Post by
carbide on Dec 24, 2021 1:18am
Related party transaction
Lundins own 13% of LUN mining and 39% of JOSE. Which side of the table did you think would get the better deal?
The project is mediocre. 15% IRR. $3.1 billion capex and $1.5 billion NPV8. In a capital unfriendly jurisdiction. You can point to conservative copper price of $3/lb, but the increase in the price will probably be absorbed by inflation in capex and opex. I can hardly think of a 15% IRR FS which actually made good money. 15% is a good return, but the estimates in these studies are always optimistic. 15% IRR FS equals more like a 0-5% actual return in the real world.

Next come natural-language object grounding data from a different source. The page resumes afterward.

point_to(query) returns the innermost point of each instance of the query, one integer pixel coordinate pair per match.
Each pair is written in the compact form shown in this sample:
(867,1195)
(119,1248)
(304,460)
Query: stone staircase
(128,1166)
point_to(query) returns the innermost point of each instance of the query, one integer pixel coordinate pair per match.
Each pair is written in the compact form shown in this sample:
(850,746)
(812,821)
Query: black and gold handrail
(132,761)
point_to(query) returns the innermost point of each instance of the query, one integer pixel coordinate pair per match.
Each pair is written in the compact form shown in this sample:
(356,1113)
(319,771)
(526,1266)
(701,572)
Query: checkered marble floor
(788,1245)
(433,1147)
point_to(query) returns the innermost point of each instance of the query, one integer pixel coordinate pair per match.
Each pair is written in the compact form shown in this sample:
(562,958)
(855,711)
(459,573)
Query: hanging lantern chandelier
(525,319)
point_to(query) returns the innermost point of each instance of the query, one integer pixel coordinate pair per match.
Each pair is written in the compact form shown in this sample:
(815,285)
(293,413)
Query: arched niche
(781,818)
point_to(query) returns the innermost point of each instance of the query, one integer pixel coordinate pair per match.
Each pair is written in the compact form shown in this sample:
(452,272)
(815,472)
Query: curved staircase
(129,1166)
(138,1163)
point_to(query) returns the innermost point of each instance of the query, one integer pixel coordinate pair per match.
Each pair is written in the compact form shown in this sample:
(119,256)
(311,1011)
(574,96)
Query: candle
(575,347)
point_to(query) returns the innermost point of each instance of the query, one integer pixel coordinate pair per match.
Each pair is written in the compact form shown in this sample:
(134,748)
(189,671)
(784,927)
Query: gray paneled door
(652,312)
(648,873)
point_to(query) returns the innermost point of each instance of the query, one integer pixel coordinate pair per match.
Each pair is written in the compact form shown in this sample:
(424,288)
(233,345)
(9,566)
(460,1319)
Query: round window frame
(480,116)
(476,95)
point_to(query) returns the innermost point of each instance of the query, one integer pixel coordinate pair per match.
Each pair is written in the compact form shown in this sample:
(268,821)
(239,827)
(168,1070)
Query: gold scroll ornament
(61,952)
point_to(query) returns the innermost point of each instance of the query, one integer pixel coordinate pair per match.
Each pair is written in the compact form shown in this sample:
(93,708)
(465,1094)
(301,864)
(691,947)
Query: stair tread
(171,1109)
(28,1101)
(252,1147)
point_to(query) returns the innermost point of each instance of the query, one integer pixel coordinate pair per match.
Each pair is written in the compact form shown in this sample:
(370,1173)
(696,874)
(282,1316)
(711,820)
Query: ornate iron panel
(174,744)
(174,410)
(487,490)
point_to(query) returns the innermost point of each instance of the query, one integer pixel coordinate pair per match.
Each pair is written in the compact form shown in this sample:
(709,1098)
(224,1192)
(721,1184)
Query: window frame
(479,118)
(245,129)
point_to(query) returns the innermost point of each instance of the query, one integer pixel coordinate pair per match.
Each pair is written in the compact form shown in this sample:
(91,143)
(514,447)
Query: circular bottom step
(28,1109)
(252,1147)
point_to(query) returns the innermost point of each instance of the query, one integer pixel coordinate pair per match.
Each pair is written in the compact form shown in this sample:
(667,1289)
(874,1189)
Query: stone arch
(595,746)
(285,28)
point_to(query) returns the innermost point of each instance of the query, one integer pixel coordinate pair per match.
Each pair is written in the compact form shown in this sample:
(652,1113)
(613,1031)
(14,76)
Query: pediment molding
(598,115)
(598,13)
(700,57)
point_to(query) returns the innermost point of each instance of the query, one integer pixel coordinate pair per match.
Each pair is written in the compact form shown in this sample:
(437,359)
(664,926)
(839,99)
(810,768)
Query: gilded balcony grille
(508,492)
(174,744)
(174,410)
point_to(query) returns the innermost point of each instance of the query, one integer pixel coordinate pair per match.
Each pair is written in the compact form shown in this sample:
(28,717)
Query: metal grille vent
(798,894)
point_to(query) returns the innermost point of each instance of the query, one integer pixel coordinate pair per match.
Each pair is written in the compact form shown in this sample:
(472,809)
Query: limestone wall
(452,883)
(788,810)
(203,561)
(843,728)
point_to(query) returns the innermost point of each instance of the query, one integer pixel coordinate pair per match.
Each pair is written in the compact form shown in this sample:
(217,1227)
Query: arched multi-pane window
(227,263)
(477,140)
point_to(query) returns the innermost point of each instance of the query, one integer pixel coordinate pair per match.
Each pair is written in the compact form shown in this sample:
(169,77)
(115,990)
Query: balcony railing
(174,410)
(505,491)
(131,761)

On the conference call an analyst asked if there were any other bidders. It was turned over by Lundin to Josemaria, and the CEO dodged the question twice, saying the sale was the best thing for shareholders. Another analyst pointed to the pivot in LUN strategy from buying non-core producing mines from majors at cheap prices (low risk, accretive) to greenfield development (high risk, and probably not accretive relative to their own cost of equity).
This was a special deal because the junior had a special share registry. The controlling shareholder realised it was a pretty lacklustre orebody going into the dull permitting and financing period, a.k.a., Lassonde valley of death, it could not self-finance the massive capex at a US$ 300-400M cap, and no other major would buy it. So it got bolted on to Papa Lundin. No shareholder approval required to transact only 10% of the firm's capital.
To answer a question on the board here, I would be very surprised if there were another bidder. A white night come to rescue poor JOSE shareholders from the low-ball offer. Ha!